私は一人暮らし、無職のアラ還のせいなのか半年に一度位、ポリさんが様子見にやってくる。

一月ほど前にも来て、「振込詐欺みたいな電話かかってこないですか」って聴くから「無いですね。そういうの掛かってこないかと楽しみにしてるんだけど。掛かってきたら警察にすぐ連絡しますから」なんて冗談言って帰した。

私には息子も居るが10年以上電話はおろかメールも向こうからはない。

私も一年に一度位大体誕生日にメールしてやるだけだ。返事はないけど。

それでも祖母(私の母)の葬式と妹(私の娘)の結婚式には正装してやってきたから生きていることだけは確認できている。

policemanの方がよっぽどお会いしてるというものだ。

そんな息子がまかり間違っても私に頼るはずがない。

「俺だよ」と言った途端、詐欺に決まっている。

だから私はそんな電話が掛かるのを楽しみにしていたのだ。

ところで、私の家電には保険の電話が良く、かかってくる。

私が何種類かのクレジットカードそれに付随するこれまた何種類かの銀行口座を持っているせいである。

近くの某大手ス-パーマーケット、ネットショッピング、携帯電話会社、インターネット回線会社、支払いはそれぞれ自分たちブランドクレジットカードで支払えば得と勧めてくるし、それぞれのカードには提携の銀行が有るからである。

そこが又各々自社の名前を架した保険を薦めてくるのである。

私はもう新しい保険に入る気は無いがクレカを何種類も持つのも実のところ沢山ポイントが欲しいと言ういじましい気持ちなのでそう邪険に出来ず、用件の最初だけは聴いて断るというスタンスを取っているのである。

そんなつまらん電話より詐欺電話のが面白いなんて思ってたのだけど。

アポ電強盗ニュースが続く頃、思い出した。

二ヶ月前くらい。

いつも保険屋は怪しまれないように「○○カードをご利用戴いてありがとうございます」みたいな前置きなんだけど、その時は違った。

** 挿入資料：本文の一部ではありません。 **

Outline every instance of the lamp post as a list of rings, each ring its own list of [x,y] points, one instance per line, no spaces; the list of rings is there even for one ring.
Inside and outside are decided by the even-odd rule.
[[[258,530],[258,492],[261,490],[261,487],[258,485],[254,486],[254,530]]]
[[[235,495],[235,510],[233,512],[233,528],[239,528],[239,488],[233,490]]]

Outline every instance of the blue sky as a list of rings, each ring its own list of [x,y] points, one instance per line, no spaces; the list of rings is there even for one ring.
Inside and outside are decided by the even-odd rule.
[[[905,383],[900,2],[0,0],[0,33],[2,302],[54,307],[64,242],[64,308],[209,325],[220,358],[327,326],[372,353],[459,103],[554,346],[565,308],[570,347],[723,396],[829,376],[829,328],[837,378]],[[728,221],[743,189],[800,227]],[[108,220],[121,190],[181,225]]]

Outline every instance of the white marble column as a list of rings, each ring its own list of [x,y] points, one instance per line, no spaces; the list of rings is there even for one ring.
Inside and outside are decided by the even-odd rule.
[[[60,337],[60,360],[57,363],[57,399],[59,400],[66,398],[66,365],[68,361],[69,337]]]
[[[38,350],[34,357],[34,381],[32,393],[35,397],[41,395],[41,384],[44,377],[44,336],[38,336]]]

「なんとか(公的、行政的な機関名だった気がする)の関係でアンケートに答えて貰えますか?」と切り出すので「聴いて答えられることなら」と返したら「ご家族の状況をお訊きしたいんですけど」と言い出したので「そういうことならお答えしたく有りません」と伝えて電話を切った。

話しに聴くオレオレ詐欺は男が電話してくるイメージだが保険会社もそうだけどその時も女の声だったので私もついいつもの奴かと思ったのである。

でもそれだけのことで終わったし、アポ電騒ぎも未だ知らない頃だったので私も忘れていたのである。

今更になってアレはやはり私の家の状況を探る電話だったのかもしれないと思ったりする。

留守番電話にしておいて知らない電話には出るなと言うが私の家電はインターネット電話でナンバーディプレイも着信記録も加算料金を払わないと出来ないのである。